Each cabin is allowed up to two guests for a one-week visit every six months. No charge for guests, with all food and services included. After a week with four of us jammed into that lower-deck inside cabin, the joint will be mustier than a bag of hockey gear left to marinate in a garage over the summer. But you know, free.

“This is a new life form . . . really a different story,” Gabor Nagy-Ferenc, Victoria’s sales manager, explained in a recent phone conversati­on. “It’s a residentia­l community, like a retirement home. Many of our customers are 60plus age, and the oldest is a lady, age 92.”

Nagy-Ferenc did not say the boat’s rec list included shuffleboa­rd, and it’s not evident on the website, but we’ll assume the demographi­c demands it. We hold certain cruise ship sports rights to be self-evident.

The Majestic, according to NagyFerenc, is fitted for tennis, basketball, swimming (in the pool, not the open waters), soccer, running . . . and hold it, this just in, pickleball!

“We’ve just added it,” Nagy-Ferenc confirmed.
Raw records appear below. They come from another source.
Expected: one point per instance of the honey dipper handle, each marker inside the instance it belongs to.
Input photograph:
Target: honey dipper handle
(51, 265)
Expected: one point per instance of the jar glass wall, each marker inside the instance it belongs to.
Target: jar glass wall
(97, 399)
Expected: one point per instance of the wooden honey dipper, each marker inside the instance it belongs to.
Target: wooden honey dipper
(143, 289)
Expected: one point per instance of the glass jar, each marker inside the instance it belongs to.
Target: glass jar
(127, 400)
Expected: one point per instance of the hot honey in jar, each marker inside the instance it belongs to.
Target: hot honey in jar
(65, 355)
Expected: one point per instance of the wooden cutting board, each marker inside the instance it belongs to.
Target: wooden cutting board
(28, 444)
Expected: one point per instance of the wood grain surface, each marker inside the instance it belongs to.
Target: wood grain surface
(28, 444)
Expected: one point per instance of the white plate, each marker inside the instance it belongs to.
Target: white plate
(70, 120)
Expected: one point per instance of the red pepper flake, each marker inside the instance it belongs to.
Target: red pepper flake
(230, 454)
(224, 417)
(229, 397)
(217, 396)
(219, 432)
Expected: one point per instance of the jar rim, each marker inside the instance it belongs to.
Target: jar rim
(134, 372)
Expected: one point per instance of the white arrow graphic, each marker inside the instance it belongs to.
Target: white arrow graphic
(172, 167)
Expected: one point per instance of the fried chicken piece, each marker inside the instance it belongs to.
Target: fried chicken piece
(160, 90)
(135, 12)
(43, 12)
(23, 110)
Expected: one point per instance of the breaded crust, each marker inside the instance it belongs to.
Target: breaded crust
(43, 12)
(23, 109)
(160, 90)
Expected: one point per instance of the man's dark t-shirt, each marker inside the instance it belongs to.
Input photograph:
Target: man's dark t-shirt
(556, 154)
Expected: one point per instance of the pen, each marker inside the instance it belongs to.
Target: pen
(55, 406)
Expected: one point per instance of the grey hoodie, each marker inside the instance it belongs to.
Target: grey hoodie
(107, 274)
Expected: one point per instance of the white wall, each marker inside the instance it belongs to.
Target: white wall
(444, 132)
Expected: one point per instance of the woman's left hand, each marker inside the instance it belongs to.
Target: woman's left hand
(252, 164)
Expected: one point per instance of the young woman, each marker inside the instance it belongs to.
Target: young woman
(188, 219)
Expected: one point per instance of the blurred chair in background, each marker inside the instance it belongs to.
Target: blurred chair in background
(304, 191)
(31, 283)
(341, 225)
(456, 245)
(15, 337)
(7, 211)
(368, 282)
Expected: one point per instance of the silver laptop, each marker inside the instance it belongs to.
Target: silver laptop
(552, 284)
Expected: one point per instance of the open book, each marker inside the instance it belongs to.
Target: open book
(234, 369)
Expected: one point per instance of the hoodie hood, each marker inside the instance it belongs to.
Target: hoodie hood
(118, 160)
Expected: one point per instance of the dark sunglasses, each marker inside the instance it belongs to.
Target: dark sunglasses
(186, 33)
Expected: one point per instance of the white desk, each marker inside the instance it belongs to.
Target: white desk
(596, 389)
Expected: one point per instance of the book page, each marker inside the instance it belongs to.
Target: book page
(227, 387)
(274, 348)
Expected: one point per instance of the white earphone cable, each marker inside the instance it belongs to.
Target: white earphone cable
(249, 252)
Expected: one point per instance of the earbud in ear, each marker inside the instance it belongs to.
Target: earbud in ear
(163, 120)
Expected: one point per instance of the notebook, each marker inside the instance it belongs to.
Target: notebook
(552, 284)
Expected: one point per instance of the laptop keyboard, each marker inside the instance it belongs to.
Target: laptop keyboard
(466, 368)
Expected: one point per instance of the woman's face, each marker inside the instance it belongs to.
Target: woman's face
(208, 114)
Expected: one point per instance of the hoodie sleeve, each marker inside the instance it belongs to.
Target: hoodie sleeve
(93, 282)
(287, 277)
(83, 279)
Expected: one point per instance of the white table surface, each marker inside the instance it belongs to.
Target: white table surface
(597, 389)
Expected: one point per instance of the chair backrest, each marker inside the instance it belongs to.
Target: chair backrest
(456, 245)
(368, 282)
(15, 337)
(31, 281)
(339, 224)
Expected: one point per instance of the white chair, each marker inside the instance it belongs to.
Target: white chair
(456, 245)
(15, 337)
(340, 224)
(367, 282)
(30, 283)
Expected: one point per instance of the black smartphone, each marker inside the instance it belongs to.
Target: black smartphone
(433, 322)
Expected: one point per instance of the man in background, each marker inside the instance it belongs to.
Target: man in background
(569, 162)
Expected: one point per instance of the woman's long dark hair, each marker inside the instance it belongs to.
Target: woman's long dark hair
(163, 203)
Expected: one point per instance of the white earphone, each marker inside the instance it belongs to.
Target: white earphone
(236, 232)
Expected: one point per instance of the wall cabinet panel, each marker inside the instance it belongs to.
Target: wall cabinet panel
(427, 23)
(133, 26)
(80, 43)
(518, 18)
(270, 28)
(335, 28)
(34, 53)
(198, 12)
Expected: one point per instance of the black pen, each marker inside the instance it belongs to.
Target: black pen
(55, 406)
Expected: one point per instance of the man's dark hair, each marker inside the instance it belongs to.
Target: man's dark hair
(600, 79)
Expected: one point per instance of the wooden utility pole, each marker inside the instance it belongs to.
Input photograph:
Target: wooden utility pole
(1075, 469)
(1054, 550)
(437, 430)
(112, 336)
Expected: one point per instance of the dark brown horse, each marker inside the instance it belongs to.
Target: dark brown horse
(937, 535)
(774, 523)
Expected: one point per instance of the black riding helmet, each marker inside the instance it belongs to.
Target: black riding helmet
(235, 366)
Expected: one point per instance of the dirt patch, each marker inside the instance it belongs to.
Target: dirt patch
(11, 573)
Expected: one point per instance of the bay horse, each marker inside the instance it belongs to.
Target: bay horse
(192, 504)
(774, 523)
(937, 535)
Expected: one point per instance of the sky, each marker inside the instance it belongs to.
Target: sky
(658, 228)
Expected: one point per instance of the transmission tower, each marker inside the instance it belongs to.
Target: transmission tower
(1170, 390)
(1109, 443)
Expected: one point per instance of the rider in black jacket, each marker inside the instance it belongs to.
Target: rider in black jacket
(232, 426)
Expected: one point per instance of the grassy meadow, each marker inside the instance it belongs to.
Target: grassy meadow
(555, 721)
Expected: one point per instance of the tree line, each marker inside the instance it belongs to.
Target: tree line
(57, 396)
Man, it’s getting hard to remember the world prior to pickleball. I’ve read that it’s now the No. 1 sport in the US for sending injured weekend warriors, often age 55-plus, to ERs and orthopedis­ts. The Majestic has doctors and dentists on board, all services included in the price, though Nagy-Ferenc said passengers (minimum age 18, by the way) are required to have health insurance.

Just a hunch here that the ship’s infirmary is adjacent to the pickleball court. I’d get off the boat just to be away from pickleball.
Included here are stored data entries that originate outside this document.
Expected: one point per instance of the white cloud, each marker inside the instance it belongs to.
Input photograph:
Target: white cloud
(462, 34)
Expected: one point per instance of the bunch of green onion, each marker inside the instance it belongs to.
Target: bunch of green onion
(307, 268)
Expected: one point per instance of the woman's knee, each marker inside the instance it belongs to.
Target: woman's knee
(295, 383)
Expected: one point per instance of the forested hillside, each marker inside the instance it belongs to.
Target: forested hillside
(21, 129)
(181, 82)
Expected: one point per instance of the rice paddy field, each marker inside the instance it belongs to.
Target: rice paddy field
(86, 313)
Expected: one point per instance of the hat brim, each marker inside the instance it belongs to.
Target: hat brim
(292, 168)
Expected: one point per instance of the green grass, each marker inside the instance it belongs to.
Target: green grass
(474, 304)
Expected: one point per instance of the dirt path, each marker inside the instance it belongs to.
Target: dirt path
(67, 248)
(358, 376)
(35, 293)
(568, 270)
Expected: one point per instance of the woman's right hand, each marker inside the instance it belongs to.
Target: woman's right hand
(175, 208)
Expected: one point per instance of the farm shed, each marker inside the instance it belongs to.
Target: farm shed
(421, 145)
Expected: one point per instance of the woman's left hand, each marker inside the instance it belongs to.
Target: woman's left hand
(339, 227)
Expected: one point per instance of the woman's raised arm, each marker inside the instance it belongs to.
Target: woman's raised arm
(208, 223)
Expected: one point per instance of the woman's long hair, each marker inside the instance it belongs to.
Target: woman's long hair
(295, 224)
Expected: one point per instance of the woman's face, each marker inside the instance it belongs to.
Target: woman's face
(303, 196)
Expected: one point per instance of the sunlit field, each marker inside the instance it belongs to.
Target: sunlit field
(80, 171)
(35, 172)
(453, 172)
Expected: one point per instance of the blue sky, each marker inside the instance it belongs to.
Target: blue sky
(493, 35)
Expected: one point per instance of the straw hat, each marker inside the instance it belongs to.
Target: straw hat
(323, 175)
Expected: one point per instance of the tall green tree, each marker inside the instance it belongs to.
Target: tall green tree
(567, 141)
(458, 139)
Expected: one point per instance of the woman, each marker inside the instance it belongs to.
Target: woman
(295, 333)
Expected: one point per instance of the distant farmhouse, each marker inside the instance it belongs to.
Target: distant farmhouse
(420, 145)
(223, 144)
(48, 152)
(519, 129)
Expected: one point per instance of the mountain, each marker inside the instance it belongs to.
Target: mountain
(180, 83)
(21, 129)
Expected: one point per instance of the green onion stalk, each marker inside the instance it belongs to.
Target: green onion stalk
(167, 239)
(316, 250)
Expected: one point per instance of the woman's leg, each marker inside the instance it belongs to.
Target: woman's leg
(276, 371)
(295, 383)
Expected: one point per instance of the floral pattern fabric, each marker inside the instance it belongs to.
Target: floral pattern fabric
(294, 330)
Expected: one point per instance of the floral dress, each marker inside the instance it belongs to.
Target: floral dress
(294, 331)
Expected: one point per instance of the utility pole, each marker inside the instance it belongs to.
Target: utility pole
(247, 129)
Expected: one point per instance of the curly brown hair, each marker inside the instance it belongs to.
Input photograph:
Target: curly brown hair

The Majestic is set to sail Dec. 1 out of Fort Lauderdale (Port Everglades), provided, noted Nagy-Ferenc, 80 percent of the cabins have been booked. Headed into Labor Day weekend, the number stood at 67 percent.

Prices increase in lockstep with level of deck and cabin size. Top end, total for two in a 600-square-foot cabin on the navigation deck: $45,000 per month for a three-year booking. Espresso machine and fresh flowers included.

My lower-level inside cabin, the equivalent of the bleachers, initially turned me off because it lacks a window. Three hours, never mind three years, in a room without a view would be excruciati­ng for me. But according to Nagy-Ferenc, every room is equipped with a TV screen connected to a camera to the great outside. Phew.

There’s also full internet access, so on a good day at sea, or at port in Casablanca, Phuket, Vancouver, or Sydney, I’ll be able to see whatever I want, whenever I want. The Sox, Celts, Bruins, Pats, and Liverpool FC will be there, like I never left home.

Anyone else with the urge for going? Dream on and sail away, I say, and ready that pecan pie.